McMorris Rodgers Helps Pass Legislation to Block Governor Inslee’s Radical Gas-Powered Vehicle Ban

House Passes H.R. 1435, the Preserving Choice in Vehicle Purchases Act in Bipartisan Vote

Washington, D.C. – Today, Eastern Washington Congresswoman Cathy McMorris Rodgers helped pass the bipartisan Preserving Choice in Vehicle Purchases Act (H.R. 1435) to prevent Governor Jay Inslee’s radical ban on gas-powered vehicles in Washington state.

Specifically, this legislation would block the Biden administration’s Environmental Protection Agency (EPA) from issuing waivers for regulations that ban the sale or use of new motor vehicles with internal combustion engines.

“People in Eastern Washington are tired of Governor Inslee copying California’s every move,” said Rodgers. “His obsession with rush-to-green mandates – banning everything from gas-powered cars to furnaces and stoves – is chipping away at our freedoms and forcing families to purchase expensive alternatives they can’t afford and don’t want.

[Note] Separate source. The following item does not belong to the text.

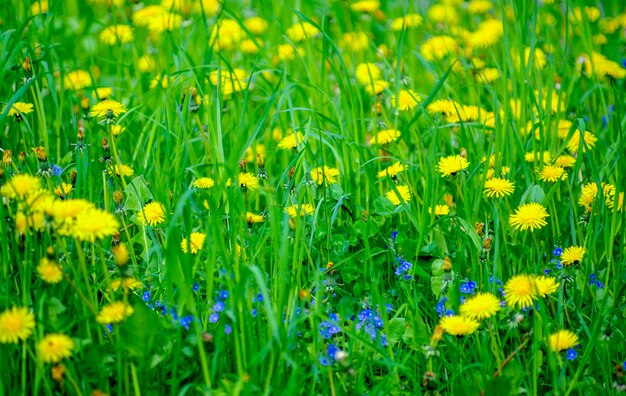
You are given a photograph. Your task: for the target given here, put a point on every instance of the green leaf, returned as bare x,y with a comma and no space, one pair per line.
137,193
138,331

This has to stop, which is why I helped pass the Preserving Choice in Vehicle Purchases Act to send a clear message to the governor that his days of controlling people in our state are over.”

In August of 2022, California’s Air Resources Board (CARB) voted to place restrictions on automakers that would essentially ban the sale of new internal combustion engine (ICE) vehicles by 2035. 17 other states, including Washington, are set to follow California’s lead with the Washington Department of Ecology adopting the state’s standards in December 2022.

EV Mandates are Unaffordable and Impractical

  • The majority of vehicles – 95 percent – on the road today in the United States run on internal combustion engines. 
  • Electric vehicles (EVs) are still too expensive for many Americans, with the average transaction price of an EV costing $17,000 more than a gas-powered car in 2022.
  • Gas-powered vehicles continue to outperform EVs with significantly higher ranges, greater towing capacity, and less susceptibility to issues caused by severe weather conditions. EVs lose 40 percent of their range in cold weather.
  • The lack of vehicle charging infrastructure in many parts of the country, especially rural areas, makes EVs impractical for many people in Eastern Washington.
  • Rapid EV expansion could overwhelm the electric grid and compromise grid reliability, which would result in blackouts and other issues. 
  • China controls the vast majority of the mining, processing, and manufacturing of critical minerals for electric vehicles, including 75 percent of lithium-ion batteries, as well as processing and refining capacity for over half of the world’s lithium, cobalt, and graphite.